I had all the labels of success: married with a child, a house in the suburbs and an impressive title as vice president at a major advertising firm.
I could write presentations while watching my son’s Little League games, go grocery shopping during my “lunch break” and even clean the toilet (in my suit, no less) if there was just an extra minute before heading to the office. I distinctly remember my husband asking why I never sit down. “If I rest, I’ll get tired. I have to keep going,” was my reply.
Going, going, going. Doing, doing, doing. The thought of “non-doing” was incomprehensible. Meditation was definitely not on my radar. Who has time for meditation? What a waste of time, right? Sit still with my eyes closed? I have things to do.
The migraines started and grew in frequency. My back went into spasms, driving me to the hospital. I had insomnia. The doctors prescribed pills and physical therapy. My husband prescribed a glass of wine and had it poured and waiting for me every night.
Stress is a funny thing. It can build up slowly and go unnoticed. My teacher, Sarah McLean, uses the metaphor of stress building like dust. You don’t see the dust build on the table…until you can write your name with your finger through it. Stress was slowly building in my life, but I had my hands in my pockets.
I was back at the doctor’s office again. After waiting for over an hour on my “lunch break,” I was anxious. My heart was racing, my toes were tapping and my jaw was clinched hard. I was working on an important presentation and had to get back to my computer. Deadlines were looming. When I finally saw my doctor, I suppose I was a tad bit curt. The doctor didn’t say much, just slowly turned her back to me and started to write. This made me even more anxious. I could feel the blood rise up into my head. “What are you writing?” I demanded to know. “I am writing you a note of disability.
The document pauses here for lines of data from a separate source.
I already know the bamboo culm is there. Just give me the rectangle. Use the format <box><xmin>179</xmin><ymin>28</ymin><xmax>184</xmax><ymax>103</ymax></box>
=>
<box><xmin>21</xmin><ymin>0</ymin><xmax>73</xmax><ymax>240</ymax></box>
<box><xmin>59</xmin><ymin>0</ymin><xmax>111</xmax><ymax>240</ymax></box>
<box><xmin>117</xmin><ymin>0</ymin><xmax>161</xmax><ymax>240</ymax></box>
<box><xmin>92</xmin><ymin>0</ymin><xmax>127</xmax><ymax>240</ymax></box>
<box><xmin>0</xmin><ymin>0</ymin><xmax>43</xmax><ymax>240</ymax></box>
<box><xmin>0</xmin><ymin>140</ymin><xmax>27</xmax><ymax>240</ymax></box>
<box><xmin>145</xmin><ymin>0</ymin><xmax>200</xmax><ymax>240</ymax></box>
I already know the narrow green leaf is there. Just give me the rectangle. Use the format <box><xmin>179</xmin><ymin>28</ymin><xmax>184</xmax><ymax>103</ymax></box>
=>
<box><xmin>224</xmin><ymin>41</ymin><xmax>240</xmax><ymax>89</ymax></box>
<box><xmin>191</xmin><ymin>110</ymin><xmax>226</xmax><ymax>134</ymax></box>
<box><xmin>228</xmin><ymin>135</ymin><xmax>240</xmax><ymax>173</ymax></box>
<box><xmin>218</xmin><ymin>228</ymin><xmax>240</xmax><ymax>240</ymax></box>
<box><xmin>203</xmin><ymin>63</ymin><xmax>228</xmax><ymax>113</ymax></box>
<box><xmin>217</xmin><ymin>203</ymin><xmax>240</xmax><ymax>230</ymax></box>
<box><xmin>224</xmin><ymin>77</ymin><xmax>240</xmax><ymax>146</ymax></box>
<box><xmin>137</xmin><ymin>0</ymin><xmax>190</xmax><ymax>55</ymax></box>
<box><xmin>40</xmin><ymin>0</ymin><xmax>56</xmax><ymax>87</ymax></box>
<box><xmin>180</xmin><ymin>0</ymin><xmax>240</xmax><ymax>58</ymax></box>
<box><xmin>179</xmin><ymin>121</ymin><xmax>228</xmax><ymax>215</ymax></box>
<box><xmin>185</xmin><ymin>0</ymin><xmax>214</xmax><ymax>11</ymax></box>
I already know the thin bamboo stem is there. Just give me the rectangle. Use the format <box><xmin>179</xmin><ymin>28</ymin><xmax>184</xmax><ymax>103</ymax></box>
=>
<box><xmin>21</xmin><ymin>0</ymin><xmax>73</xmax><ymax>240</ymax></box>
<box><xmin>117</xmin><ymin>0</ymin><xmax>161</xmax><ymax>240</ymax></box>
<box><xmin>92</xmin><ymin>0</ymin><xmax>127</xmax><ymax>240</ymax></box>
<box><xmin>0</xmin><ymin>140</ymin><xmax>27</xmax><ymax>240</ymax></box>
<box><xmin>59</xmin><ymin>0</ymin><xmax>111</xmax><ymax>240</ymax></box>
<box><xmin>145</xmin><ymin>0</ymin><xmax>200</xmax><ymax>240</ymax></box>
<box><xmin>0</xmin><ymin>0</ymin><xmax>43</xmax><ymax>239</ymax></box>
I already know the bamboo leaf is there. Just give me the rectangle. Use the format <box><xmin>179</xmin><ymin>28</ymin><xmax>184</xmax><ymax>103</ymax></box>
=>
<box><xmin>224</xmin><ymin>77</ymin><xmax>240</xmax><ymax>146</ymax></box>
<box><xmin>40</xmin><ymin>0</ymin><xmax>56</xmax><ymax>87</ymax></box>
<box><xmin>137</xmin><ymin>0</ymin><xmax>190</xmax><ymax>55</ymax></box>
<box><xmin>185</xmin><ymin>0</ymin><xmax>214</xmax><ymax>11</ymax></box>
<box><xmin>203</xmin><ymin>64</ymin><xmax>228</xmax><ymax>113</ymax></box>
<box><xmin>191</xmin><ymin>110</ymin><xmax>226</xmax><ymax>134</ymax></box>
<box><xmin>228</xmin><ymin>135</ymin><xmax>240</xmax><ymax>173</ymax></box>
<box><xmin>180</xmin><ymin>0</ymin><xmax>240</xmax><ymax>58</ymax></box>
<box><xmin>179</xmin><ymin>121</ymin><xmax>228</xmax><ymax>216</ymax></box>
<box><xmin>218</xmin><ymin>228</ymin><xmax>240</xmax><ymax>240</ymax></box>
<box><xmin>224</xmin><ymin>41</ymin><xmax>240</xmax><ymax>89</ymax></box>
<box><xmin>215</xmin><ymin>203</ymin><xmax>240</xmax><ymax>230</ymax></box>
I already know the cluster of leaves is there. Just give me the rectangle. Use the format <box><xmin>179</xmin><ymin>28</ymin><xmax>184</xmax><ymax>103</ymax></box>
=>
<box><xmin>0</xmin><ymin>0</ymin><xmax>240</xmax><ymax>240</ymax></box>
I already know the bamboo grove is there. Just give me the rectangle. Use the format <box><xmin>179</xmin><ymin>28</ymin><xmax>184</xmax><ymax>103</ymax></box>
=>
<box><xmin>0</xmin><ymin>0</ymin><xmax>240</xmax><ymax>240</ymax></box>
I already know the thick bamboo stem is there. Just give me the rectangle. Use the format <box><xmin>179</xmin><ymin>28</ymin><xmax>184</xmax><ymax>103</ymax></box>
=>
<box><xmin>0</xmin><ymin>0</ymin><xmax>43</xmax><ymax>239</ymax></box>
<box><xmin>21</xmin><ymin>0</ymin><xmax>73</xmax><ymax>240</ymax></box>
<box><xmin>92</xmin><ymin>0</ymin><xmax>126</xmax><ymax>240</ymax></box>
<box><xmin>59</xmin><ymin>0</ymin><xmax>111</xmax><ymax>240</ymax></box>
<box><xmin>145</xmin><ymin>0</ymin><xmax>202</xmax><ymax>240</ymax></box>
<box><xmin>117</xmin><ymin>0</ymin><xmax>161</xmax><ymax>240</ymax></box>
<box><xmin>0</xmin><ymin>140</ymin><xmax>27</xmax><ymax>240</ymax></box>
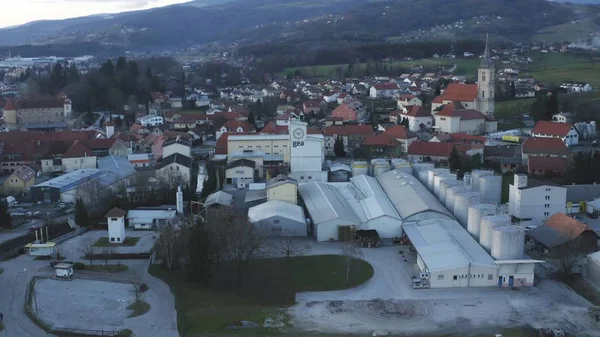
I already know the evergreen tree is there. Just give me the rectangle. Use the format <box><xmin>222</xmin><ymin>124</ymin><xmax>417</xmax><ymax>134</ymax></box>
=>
<box><xmin>0</xmin><ymin>200</ymin><xmax>12</xmax><ymax>228</ymax></box>
<box><xmin>75</xmin><ymin>198</ymin><xmax>90</xmax><ymax>227</ymax></box>
<box><xmin>333</xmin><ymin>135</ymin><xmax>346</xmax><ymax>157</ymax></box>
<box><xmin>448</xmin><ymin>146</ymin><xmax>463</xmax><ymax>172</ymax></box>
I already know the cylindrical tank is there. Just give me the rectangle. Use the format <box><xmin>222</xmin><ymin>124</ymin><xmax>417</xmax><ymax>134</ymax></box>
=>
<box><xmin>446</xmin><ymin>184</ymin><xmax>469</xmax><ymax>213</ymax></box>
<box><xmin>433</xmin><ymin>173</ymin><xmax>456</xmax><ymax>199</ymax></box>
<box><xmin>467</xmin><ymin>204</ymin><xmax>496</xmax><ymax>240</ymax></box>
<box><xmin>479</xmin><ymin>215</ymin><xmax>510</xmax><ymax>253</ymax></box>
<box><xmin>352</xmin><ymin>161</ymin><xmax>369</xmax><ymax>177</ymax></box>
<box><xmin>491</xmin><ymin>225</ymin><xmax>525</xmax><ymax>260</ymax></box>
<box><xmin>426</xmin><ymin>168</ymin><xmax>450</xmax><ymax>192</ymax></box>
<box><xmin>471</xmin><ymin>170</ymin><xmax>494</xmax><ymax>193</ymax></box>
<box><xmin>454</xmin><ymin>192</ymin><xmax>481</xmax><ymax>228</ymax></box>
<box><xmin>438</xmin><ymin>179</ymin><xmax>462</xmax><ymax>205</ymax></box>
<box><xmin>479</xmin><ymin>175</ymin><xmax>502</xmax><ymax>205</ymax></box>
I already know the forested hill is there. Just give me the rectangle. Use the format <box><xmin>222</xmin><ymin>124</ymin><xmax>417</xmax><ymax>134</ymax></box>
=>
<box><xmin>0</xmin><ymin>0</ymin><xmax>600</xmax><ymax>50</ymax></box>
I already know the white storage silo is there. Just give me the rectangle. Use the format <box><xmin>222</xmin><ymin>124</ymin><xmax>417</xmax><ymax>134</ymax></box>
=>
<box><xmin>433</xmin><ymin>173</ymin><xmax>456</xmax><ymax>199</ymax></box>
<box><xmin>446</xmin><ymin>184</ymin><xmax>469</xmax><ymax>213</ymax></box>
<box><xmin>454</xmin><ymin>192</ymin><xmax>481</xmax><ymax>228</ymax></box>
<box><xmin>479</xmin><ymin>215</ymin><xmax>510</xmax><ymax>253</ymax></box>
<box><xmin>479</xmin><ymin>175</ymin><xmax>502</xmax><ymax>205</ymax></box>
<box><xmin>352</xmin><ymin>161</ymin><xmax>369</xmax><ymax>177</ymax></box>
<box><xmin>426</xmin><ymin>168</ymin><xmax>450</xmax><ymax>192</ymax></box>
<box><xmin>438</xmin><ymin>179</ymin><xmax>462</xmax><ymax>205</ymax></box>
<box><xmin>491</xmin><ymin>225</ymin><xmax>525</xmax><ymax>260</ymax></box>
<box><xmin>471</xmin><ymin>170</ymin><xmax>494</xmax><ymax>193</ymax></box>
<box><xmin>467</xmin><ymin>204</ymin><xmax>496</xmax><ymax>240</ymax></box>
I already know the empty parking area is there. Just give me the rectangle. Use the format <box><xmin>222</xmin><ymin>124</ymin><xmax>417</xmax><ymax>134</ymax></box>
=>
<box><xmin>32</xmin><ymin>279</ymin><xmax>134</xmax><ymax>331</ymax></box>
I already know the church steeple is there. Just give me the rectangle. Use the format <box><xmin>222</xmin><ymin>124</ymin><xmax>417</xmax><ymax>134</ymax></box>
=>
<box><xmin>480</xmin><ymin>34</ymin><xmax>494</xmax><ymax>69</ymax></box>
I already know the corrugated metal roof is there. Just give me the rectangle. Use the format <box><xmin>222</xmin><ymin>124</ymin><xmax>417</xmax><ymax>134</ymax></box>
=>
<box><xmin>248</xmin><ymin>200</ymin><xmax>306</xmax><ymax>223</ymax></box>
<box><xmin>298</xmin><ymin>181</ymin><xmax>361</xmax><ymax>225</ymax></box>
<box><xmin>377</xmin><ymin>170</ymin><xmax>454</xmax><ymax>221</ymax></box>
<box><xmin>402</xmin><ymin>219</ymin><xmax>495</xmax><ymax>271</ymax></box>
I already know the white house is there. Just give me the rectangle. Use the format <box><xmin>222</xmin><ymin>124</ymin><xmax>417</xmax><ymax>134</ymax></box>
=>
<box><xmin>434</xmin><ymin>103</ymin><xmax>498</xmax><ymax>135</ymax></box>
<box><xmin>138</xmin><ymin>115</ymin><xmax>165</xmax><ymax>126</ymax></box>
<box><xmin>105</xmin><ymin>207</ymin><xmax>127</xmax><ymax>243</ymax></box>
<box><xmin>508</xmin><ymin>174</ymin><xmax>567</xmax><ymax>226</ymax></box>
<box><xmin>369</xmin><ymin>82</ymin><xmax>400</xmax><ymax>98</ymax></box>
<box><xmin>531</xmin><ymin>121</ymin><xmax>579</xmax><ymax>146</ymax></box>
<box><xmin>560</xmin><ymin>82</ymin><xmax>594</xmax><ymax>93</ymax></box>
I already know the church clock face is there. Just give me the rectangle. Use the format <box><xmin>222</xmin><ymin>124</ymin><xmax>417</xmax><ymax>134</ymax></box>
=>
<box><xmin>292</xmin><ymin>128</ymin><xmax>304</xmax><ymax>140</ymax></box>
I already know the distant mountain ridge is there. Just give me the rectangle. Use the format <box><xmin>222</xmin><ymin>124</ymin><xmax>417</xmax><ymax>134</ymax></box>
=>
<box><xmin>0</xmin><ymin>0</ymin><xmax>600</xmax><ymax>50</ymax></box>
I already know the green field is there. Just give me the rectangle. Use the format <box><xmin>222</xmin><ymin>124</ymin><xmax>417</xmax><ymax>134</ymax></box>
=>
<box><xmin>149</xmin><ymin>255</ymin><xmax>373</xmax><ymax>337</ymax></box>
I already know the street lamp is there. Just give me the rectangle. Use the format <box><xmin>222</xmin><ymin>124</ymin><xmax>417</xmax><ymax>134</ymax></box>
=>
<box><xmin>117</xmin><ymin>299</ymin><xmax>126</xmax><ymax>329</ymax></box>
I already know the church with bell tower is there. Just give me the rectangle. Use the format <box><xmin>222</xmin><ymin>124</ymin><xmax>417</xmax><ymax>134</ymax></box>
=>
<box><xmin>475</xmin><ymin>36</ymin><xmax>496</xmax><ymax>119</ymax></box>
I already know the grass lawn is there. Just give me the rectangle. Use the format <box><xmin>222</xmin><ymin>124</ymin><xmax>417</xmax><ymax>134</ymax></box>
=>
<box><xmin>149</xmin><ymin>255</ymin><xmax>373</xmax><ymax>337</ymax></box>
<box><xmin>127</xmin><ymin>301</ymin><xmax>150</xmax><ymax>318</ymax></box>
<box><xmin>94</xmin><ymin>236</ymin><xmax>140</xmax><ymax>247</ymax></box>
<box><xmin>84</xmin><ymin>264</ymin><xmax>129</xmax><ymax>273</ymax></box>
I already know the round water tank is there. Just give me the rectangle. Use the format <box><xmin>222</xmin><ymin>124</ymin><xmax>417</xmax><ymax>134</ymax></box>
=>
<box><xmin>479</xmin><ymin>175</ymin><xmax>502</xmax><ymax>205</ymax></box>
<box><xmin>352</xmin><ymin>161</ymin><xmax>369</xmax><ymax>177</ymax></box>
<box><xmin>433</xmin><ymin>173</ymin><xmax>456</xmax><ymax>199</ymax></box>
<box><xmin>491</xmin><ymin>225</ymin><xmax>525</xmax><ymax>260</ymax></box>
<box><xmin>479</xmin><ymin>215</ymin><xmax>510</xmax><ymax>253</ymax></box>
<box><xmin>471</xmin><ymin>170</ymin><xmax>494</xmax><ymax>193</ymax></box>
<box><xmin>454</xmin><ymin>192</ymin><xmax>481</xmax><ymax>228</ymax></box>
<box><xmin>438</xmin><ymin>179</ymin><xmax>462</xmax><ymax>205</ymax></box>
<box><xmin>467</xmin><ymin>204</ymin><xmax>496</xmax><ymax>240</ymax></box>
<box><xmin>446</xmin><ymin>184</ymin><xmax>469</xmax><ymax>213</ymax></box>
<box><xmin>413</xmin><ymin>163</ymin><xmax>435</xmax><ymax>178</ymax></box>
<box><xmin>426</xmin><ymin>168</ymin><xmax>450</xmax><ymax>192</ymax></box>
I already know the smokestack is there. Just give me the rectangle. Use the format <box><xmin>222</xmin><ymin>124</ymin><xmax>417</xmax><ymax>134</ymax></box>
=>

You have six months to find a new job,” she calmly said.
We didn’t discuss much—I just took the note and left for the parking lot. Then I sat in my car and cried. But just for a moment. After all, I didn’t have much time to waste. I had things to do. I composed myself, tore up the note and headed back to the office to work…and find a new doctor.
We are all busy “doing.” Our culture thrives on it. Multi-tasking is glorified. Our self worth is often linked to this sense of productivity. Getting things done makes us feel good. And even when we do have “down time,” we usually pack it with social engagements and activities. Being still, non-doing, can be terrifying. And we often don’t even recognize the fear in it.
The stress continued to build in my job.
The agency was bought out and slowly the office dissolved. People quit, people got laid off. Of course I stuck it out—and was eventually given my pink slip. There was an odd sense of relief and my husband urged me to “take a break” for my health, for our marriage, for the benefit of all humanity. I reluctantly agreed.
The silence was scary. It was hard to adjust from multiple conference calls, meetings and deadlines to an empty email box. How was the world surviving without me? Where were all the people who needed me? And then the dreaded thought…my gosh, how much self worth have I attached to my job?
And so I started to ask “Who am I?” Behind all the labels of vice president, mother, wife, daughter, sister…who was I anyway?
I continued to freelance at several marketing firms, picking up projects when they came my way. During this time I was also able to write. And it was with my writing that I bumped into meditation again. I was writing a travel article about Sedona that featured the McLean Meditation Institute. I was instantly hooked. As I see it, meditation found me…again. I had meditated when I was younger, but my practice was all but forgotten. Meditation nudged itself back into my life. I believe the universe gives you exactly what you need when you need it. And I certainly needed meditation.
I sit with my eyes closed, attention focused on my breath. I feel the subtle sensations of my inhale and exhale. I feel my belly expand and stretch as I breathe in; I feel the rise of my chest, I hear the sound of my breath. I even notice the natural pause in the breath—the pause between the exhale and the inhale. My mind wonders but I gently bring the focus from the thoughts back to the breath. My focus is on the breath, but eventually I slip into a state of non-doing. And it is beautiful. And I’m no longer a hot mess.
And I no longer work in marketing. Instead I serve as a course advisor for the McLean Meditation Institute, helping students who are studying to be meditation teachers. I also guide weekly meditations, teach private sessions and hold occasional workshops. I particularly relate to the students who see me for anxiety. And there are many.
There is no doing in meditation. It just is. I am just being.
And while this can sound unproductive, instead I have found it to be the most productive activity of my life. Doing nothing saved me. So I guess there is some doing in the non-doing…that is, once you open your eyes.